Nations in the Global South must use foreign technology for generation, for inference, for the basic functioning of their digital economies, to maintain growth and opportunity in education and new industrial development. As Felix Kim, from Redrob Labs noted in May this year, AI sovereignty depends on inference infrastructure, GPUs, cloud compute, and open-weight models, not just national LLM training. Nations that cannot run their own inference are not sovereign, regardless of how many models they train.
The ISS Institute for Security Studies concluded that without massive investment in power, connectivity, and computing, Africa's AI governance ambitions will remain aspirational. The UN told Africa to borrow, boost revenue, and tap pension and sovereign wealth funds to fund its AI push. But with less than 1 percent of the world's data centres, the continent is not behind. It is absent
Figure 1. Government-backed sovereign AI projects tripled from ~40 to ~130 in 18 months, spanning 50+ countries. Source: Lawfare / CNAS Sovereign AI Index.
Enterprises need to understand whether their AI providers are exposed to export controls, whether their data flows cross sensitive jurisdictions, whether their model access can be interrupted, whether their cyber teams can use the best defensive tools and whether their compliance framework is ready for a world in which AI capability is treated like dual use infrastructure.
Capital markets are already absorbing this shift. SpaceX’s IPO and Elon Musk’s emergence as the world’s first trillionaire turned the AI, space and infrastructure narrative into a mainstream market spectacle. Reuters reported that the SpaceX IPO pushed Musk’s net worth to an estimated $1.1 trillion, with much of the value tied to SpaceX.
The Musk led company sold $75bn in shares before the market debut [Timothy Clary/AFP]
This matters beyond one founder.

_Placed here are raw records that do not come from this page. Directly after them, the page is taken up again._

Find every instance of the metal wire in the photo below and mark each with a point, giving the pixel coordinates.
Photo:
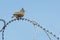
(33, 22)
(3, 22)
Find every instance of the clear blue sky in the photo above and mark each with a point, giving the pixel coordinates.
(45, 12)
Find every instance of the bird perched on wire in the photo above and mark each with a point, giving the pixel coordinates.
(19, 14)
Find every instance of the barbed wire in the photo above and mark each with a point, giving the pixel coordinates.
(3, 22)
(31, 21)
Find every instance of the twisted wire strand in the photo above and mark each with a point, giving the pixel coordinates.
(33, 22)
(46, 31)
(3, 22)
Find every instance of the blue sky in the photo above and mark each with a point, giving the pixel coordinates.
(45, 12)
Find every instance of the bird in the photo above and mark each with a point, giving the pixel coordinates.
(19, 14)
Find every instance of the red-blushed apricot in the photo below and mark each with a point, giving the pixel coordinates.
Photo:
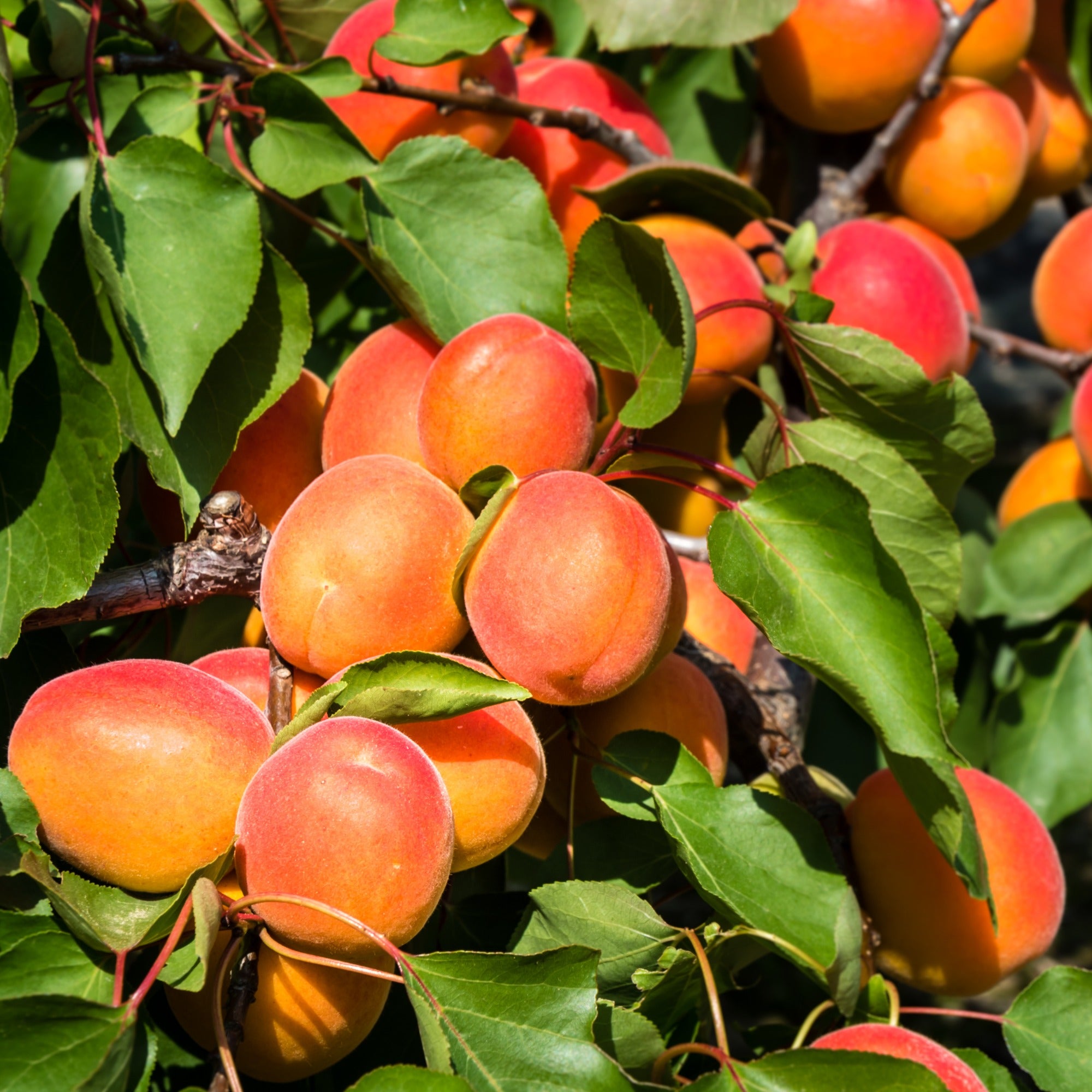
(1051, 476)
(900, 1043)
(354, 814)
(996, 42)
(841, 66)
(383, 122)
(963, 161)
(714, 619)
(137, 768)
(362, 565)
(561, 160)
(934, 935)
(887, 283)
(1062, 293)
(303, 1019)
(715, 268)
(507, 391)
(569, 594)
(675, 698)
(248, 671)
(373, 405)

It shows how deeply markets are now rewarding control of strategic infrastructure: space systems, communications, AI compute, satellites, data flows and energy ambition.

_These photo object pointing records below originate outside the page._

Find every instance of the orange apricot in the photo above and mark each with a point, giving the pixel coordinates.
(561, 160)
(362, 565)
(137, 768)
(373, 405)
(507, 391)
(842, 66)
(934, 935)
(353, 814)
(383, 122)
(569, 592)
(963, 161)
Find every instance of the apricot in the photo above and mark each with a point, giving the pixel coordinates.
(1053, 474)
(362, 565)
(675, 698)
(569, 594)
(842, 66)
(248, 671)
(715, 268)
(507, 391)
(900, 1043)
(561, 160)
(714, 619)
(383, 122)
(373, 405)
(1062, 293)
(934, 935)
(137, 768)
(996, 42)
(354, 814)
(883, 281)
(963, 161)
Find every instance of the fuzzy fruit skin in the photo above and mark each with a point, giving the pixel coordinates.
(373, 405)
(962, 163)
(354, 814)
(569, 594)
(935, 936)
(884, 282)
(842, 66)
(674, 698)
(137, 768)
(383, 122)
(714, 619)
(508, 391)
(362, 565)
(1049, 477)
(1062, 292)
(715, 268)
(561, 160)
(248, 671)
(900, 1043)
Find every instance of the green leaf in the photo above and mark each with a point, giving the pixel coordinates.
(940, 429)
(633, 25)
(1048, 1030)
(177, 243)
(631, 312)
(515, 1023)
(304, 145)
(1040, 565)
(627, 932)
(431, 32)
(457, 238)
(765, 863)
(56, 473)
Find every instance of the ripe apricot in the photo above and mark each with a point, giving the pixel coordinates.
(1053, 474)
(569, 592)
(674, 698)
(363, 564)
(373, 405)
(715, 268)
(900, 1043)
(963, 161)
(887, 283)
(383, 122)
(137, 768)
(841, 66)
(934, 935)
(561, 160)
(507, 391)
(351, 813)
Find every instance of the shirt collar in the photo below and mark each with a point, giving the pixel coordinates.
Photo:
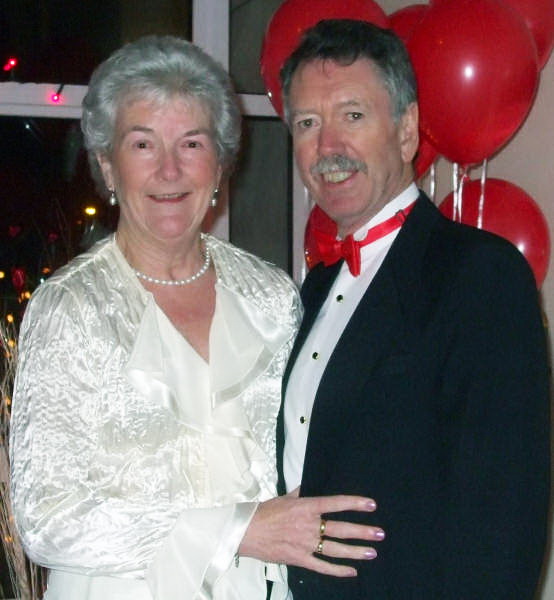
(404, 199)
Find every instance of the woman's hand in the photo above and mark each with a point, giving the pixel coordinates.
(288, 530)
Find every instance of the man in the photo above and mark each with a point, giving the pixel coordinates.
(422, 380)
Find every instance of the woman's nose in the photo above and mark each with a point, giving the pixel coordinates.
(170, 168)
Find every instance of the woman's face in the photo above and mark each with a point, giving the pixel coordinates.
(163, 167)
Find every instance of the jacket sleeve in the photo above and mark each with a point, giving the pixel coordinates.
(495, 389)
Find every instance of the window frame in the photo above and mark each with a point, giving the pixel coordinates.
(210, 26)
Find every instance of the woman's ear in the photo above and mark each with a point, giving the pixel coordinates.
(106, 168)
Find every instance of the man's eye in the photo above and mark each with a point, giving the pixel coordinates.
(305, 123)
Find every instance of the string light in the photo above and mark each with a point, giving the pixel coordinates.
(10, 64)
(57, 97)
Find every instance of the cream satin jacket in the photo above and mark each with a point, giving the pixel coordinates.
(113, 473)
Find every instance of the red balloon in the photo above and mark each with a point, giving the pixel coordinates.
(509, 212)
(404, 21)
(290, 21)
(18, 278)
(539, 17)
(477, 71)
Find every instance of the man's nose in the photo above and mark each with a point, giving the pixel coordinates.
(331, 140)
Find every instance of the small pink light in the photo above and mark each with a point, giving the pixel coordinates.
(11, 63)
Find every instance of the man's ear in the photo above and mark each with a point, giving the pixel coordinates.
(409, 133)
(107, 171)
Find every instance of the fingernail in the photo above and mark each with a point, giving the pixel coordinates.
(352, 573)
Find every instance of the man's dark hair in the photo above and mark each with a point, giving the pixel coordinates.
(345, 41)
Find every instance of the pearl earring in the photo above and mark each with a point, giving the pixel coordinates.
(213, 201)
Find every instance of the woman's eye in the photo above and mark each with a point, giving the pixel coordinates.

The cultural meaning is just as important. AI has made infrastructure exciting again. It has pulled energy, chips, satellites, robotics and national industrial ambition back into the centre of public imagination. For the first time in a generation, the language of progress is not only about apps and attention. It is about power, machines, factories, rockets, satellites, models and the industrial base.

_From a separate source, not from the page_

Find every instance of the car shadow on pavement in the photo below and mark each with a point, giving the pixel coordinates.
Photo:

Meanwhile, the capital markets are minting a new aristocracy at a velocity that would have been unimaginable a decade ago. Elon Musk's trillion-dollar milestone is not merely a personal fortune. It is the symbolic maturation of an era in which AI, aerospace, and energy have fused into a single investable thesis. However, the wealth creation is staggeringly concentrated. The ten richest billionaires hold $2.4 trillion, more than the poorest half of humanity. The Global South faces the inference economics tax, forced to use foreign technology for generation, for inference, for the basic functioning of their digital economies, with no path to sovereignty.
The next phase of the AI race will turn on whether governments, markets, and model makers can align policy and power tightly enough to steer a fast‑maturing inference economy that is already rewriting the terms of competition, reshaping capital flows, and quietly redrawing the fault lines of the global system we live in today.